I meant that the priest still has private property. Of course, if the priest has his own family and passed away, all his possessions will go to the family. The Catholic church wouldn't want that.

[–] mightyfoolish@lemmy.world 1 points 10 months ago (1 children)

But the Catholic Church is it's own business entity. If the priest owned property, the church would have to buy it?

[–] crackajack@reddthat.com 3 points 10 months ago

Not sure to be honest. But the Catholic requirement for celibacy for priests definitely stems from owning poroperty:

"...But the early Christian church had no hard and fast rule against clergy marrying and having children. Peter, a Galilee fisherman, whom the Catholic Church considers the first Pope, was married. Some Popes were the sons of Popes.

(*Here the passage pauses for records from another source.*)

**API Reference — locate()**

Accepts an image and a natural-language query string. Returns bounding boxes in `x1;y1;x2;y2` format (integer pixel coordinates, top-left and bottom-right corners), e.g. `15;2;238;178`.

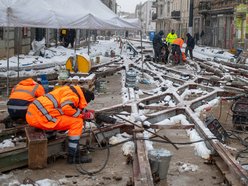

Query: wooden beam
133;133;154;186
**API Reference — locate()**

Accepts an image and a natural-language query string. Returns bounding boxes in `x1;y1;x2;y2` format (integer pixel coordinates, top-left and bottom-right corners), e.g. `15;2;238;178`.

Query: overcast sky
116;0;147;13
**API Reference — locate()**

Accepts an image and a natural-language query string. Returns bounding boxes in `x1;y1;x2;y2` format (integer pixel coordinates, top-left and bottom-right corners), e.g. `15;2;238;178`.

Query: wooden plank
213;157;241;186
150;124;195;129
0;137;66;172
25;127;47;169
133;133;154;186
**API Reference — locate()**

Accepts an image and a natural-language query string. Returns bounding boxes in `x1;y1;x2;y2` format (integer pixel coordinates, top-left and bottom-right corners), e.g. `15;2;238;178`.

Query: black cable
76;123;110;175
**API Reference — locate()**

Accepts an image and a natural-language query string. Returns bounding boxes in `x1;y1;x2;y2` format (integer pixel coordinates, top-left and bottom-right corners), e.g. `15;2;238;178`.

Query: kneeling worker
7;78;45;121
26;86;95;163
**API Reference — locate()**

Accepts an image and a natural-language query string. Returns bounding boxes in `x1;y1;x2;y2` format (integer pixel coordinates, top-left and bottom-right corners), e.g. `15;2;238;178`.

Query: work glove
82;110;95;120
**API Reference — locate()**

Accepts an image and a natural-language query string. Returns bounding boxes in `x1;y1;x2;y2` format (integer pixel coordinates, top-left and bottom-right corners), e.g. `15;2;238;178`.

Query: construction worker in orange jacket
26;85;94;163
171;38;184;64
7;78;45;120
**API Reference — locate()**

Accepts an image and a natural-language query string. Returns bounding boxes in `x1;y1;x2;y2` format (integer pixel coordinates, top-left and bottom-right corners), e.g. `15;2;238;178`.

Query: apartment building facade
156;0;190;37
135;0;156;35
156;0;248;48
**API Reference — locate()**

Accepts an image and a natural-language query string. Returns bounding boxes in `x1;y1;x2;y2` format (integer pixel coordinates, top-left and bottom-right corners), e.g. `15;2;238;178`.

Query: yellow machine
65;55;91;73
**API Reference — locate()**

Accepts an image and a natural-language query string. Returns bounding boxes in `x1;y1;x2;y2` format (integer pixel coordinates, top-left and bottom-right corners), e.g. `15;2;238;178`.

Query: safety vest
172;38;184;48
7;78;45;110
165;33;177;44
26;86;87;128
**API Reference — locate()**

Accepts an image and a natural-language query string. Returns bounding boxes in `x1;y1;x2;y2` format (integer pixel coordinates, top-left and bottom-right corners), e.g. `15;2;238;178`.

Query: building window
22;27;28;37
0;27;4;40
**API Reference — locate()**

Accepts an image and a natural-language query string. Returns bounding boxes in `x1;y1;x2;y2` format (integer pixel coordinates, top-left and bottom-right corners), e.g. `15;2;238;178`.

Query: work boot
67;137;92;164
67;155;92;164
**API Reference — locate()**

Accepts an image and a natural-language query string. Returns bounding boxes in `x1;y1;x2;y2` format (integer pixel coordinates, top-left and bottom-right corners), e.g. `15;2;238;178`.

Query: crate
25;127;47;169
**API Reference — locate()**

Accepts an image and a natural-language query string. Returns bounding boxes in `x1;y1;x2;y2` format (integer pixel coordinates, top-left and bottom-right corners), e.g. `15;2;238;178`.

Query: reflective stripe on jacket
26;86;87;128
165;32;177;44
7;78;45;110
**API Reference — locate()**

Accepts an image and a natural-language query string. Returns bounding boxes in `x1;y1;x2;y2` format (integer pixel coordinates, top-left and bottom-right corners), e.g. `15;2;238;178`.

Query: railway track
0;42;248;186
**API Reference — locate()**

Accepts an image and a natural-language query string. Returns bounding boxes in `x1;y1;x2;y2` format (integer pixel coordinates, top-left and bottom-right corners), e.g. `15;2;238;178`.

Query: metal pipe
6;7;11;96
115;115;179;150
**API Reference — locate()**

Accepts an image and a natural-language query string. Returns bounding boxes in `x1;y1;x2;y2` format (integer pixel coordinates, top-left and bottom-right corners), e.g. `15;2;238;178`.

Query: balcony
152;13;158;21
152;1;158;8
198;1;211;14
171;10;181;19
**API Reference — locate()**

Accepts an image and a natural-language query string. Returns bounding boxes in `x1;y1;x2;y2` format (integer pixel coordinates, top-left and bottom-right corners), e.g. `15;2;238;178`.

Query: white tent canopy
123;18;141;30
0;0;139;29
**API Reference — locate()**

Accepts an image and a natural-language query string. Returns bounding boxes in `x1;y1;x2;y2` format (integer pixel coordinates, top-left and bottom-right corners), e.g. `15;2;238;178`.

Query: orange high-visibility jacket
26;86;87;129
7;78;45;110
172;38;184;48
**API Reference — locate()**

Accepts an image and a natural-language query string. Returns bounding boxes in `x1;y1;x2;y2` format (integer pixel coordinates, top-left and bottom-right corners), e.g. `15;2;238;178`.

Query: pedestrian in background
185;33;195;59
171;38;184;65
152;30;164;63
165;29;177;46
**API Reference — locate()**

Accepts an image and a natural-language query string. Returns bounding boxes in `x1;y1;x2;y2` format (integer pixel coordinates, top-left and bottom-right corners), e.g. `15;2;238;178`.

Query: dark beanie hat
81;88;95;103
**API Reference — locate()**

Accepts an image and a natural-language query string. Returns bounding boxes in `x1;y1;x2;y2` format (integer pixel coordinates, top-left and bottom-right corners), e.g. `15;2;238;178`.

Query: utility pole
188;0;194;35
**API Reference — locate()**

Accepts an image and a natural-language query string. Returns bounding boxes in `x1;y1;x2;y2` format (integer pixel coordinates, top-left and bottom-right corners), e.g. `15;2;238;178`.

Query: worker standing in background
7;78;45;120
185;33;195;60
165;29;177;46
26;85;95;164
152;30;164;63
171;38;184;65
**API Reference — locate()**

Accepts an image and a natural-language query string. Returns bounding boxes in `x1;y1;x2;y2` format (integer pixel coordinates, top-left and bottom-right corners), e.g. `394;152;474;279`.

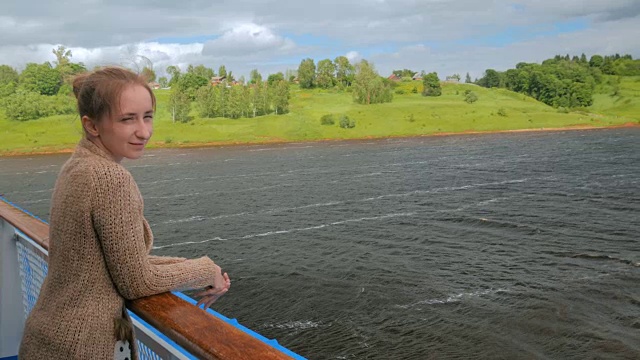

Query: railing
0;197;304;360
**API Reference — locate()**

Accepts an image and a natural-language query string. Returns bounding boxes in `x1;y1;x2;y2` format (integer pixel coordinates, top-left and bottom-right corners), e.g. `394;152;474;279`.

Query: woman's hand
195;265;231;310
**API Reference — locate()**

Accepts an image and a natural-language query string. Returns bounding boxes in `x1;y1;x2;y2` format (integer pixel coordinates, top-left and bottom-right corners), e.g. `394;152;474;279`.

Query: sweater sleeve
147;255;187;265
92;165;215;300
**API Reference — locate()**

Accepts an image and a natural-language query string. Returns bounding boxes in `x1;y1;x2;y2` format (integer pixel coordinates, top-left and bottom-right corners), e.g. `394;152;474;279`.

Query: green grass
0;78;640;154
589;76;640;121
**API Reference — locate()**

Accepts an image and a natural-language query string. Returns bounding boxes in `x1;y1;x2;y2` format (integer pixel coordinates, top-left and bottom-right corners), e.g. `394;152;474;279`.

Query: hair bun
73;72;90;99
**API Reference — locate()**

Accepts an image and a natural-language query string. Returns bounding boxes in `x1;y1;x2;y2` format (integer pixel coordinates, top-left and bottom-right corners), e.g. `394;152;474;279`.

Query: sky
0;0;640;78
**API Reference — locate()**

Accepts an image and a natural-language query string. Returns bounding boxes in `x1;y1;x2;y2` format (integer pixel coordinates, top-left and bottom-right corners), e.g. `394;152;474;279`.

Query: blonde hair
73;66;156;121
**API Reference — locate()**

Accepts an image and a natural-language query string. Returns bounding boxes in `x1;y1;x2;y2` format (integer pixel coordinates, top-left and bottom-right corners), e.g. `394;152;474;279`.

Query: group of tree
298;56;393;105
191;79;289;119
0;46;87;121
422;72;442;96
476;54;640;108
298;56;356;89
169;78;290;122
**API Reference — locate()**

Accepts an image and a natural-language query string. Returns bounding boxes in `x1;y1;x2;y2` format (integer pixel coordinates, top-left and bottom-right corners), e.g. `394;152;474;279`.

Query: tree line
0;46;87;121
476;54;640;108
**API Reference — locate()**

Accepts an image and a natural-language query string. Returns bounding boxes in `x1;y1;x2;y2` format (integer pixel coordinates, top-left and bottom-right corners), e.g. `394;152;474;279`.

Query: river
0;128;640;359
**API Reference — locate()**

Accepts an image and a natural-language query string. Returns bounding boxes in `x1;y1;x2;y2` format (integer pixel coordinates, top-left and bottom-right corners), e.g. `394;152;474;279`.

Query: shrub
340;115;356;129
320;114;336;125
2;90;76;121
464;90;478;104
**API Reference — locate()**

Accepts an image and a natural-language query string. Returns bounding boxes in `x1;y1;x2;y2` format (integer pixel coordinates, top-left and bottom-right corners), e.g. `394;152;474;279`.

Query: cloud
202;23;296;58
0;0;640;77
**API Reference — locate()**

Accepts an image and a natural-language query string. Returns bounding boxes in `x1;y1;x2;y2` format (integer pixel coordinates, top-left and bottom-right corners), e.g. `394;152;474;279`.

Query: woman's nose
136;119;153;140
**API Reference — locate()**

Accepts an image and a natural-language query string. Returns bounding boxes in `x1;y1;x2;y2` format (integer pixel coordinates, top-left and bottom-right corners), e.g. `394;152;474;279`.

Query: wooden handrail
0;200;291;360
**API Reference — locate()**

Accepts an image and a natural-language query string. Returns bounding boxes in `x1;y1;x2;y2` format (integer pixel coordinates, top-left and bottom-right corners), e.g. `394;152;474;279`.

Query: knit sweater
19;139;215;360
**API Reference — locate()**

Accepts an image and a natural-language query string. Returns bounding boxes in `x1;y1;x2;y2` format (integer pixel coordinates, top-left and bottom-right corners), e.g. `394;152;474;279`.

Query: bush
320;114;336;125
340;115;356;129
2;90;76;121
464;90;478;104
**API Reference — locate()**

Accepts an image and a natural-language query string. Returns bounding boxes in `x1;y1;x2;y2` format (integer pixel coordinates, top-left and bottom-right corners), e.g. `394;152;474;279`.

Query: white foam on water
154;212;416;249
396;289;509;309
262;320;322;330
153;237;227;250
21;198;51;204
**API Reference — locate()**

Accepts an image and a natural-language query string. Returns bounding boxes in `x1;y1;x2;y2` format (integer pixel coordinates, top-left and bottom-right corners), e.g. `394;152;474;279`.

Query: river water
0;128;640;359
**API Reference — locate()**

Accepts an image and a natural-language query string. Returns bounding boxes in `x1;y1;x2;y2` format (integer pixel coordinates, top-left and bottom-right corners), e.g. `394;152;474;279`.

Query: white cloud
345;51;362;63
202;23;296;57
0;0;640;77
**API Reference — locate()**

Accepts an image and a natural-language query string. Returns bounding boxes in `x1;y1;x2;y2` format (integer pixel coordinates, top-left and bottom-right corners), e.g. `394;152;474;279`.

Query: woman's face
96;85;153;162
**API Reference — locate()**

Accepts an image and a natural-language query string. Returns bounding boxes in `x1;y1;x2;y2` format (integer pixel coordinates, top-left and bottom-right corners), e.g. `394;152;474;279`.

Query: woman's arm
92;164;222;299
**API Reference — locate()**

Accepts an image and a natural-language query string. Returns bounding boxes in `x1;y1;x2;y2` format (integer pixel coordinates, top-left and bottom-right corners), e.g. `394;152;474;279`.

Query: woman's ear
80;115;100;137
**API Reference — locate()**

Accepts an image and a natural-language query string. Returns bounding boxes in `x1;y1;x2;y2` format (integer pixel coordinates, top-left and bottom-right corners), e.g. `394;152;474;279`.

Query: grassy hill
0;77;640;154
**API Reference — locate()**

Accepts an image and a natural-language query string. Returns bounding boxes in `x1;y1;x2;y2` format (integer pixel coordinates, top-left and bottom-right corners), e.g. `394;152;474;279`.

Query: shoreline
0;122;640;158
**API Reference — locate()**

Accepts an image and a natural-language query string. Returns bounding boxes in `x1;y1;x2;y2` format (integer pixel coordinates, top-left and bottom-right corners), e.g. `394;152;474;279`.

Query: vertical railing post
0;218;25;359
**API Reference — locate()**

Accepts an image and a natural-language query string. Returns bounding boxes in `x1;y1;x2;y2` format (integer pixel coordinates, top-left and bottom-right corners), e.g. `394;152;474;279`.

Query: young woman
19;67;231;360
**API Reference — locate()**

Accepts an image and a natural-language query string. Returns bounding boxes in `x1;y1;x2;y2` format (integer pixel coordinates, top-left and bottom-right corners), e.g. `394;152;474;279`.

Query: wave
153;212;416;249
396;289;509;309
260;320;322;330
571;253;640;267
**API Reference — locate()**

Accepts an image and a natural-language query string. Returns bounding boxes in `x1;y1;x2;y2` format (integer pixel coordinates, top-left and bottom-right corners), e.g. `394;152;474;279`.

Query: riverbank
0;82;640;156
0;122;640;157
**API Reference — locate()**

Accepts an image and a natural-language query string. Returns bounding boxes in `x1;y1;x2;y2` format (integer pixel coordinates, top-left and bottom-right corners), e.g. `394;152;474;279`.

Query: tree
169;88;191;123
218;65;227;77
175;72;209;100
353;60;393;105
166;65;181;86
298;58;316;89
478;69;500;88
19;62;62;95
0;65;20;98
284;69;298;82
249;69;262;84
333;56;355;87
270;79;289;115
422;72;442;96
589;55;604;67
190;65;216;80
51;45;72;68
391;69;416;78
267;72;284;86
316;59;336;89
141;66;156;82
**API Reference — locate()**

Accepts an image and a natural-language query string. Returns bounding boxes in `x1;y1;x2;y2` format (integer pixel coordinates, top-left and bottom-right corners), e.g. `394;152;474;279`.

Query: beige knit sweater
19;139;219;360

The first written mandate requiring priests to be chaste came in AD 304. Canon 33 of the Council of Elvira stated that all"bishops, presbyters, and deacons and all other clerics" were to"abstain completely from their wives and not to have children." A short time later, in 325, the Council of Nicea, convened by Constantine, rejected a ban on priests marrying requested by Spanish clerics.

The practice of priestly celibacy began to spread in the Western Church in the early Middle Ages. In the early 11th century Pope Benedict VIII responded to the decline in priestly morality by issuing a rule prohibiting the children of priests from inheriting property. A few decades later Pope Gregory VII issued a decree against clerical marriages."

https://historynewsnetwork.org/article/696

To be fair, there is theological argument to ban marriage of Catholic priests if you read the entirety of the link, but who are we kidding that it's about morality.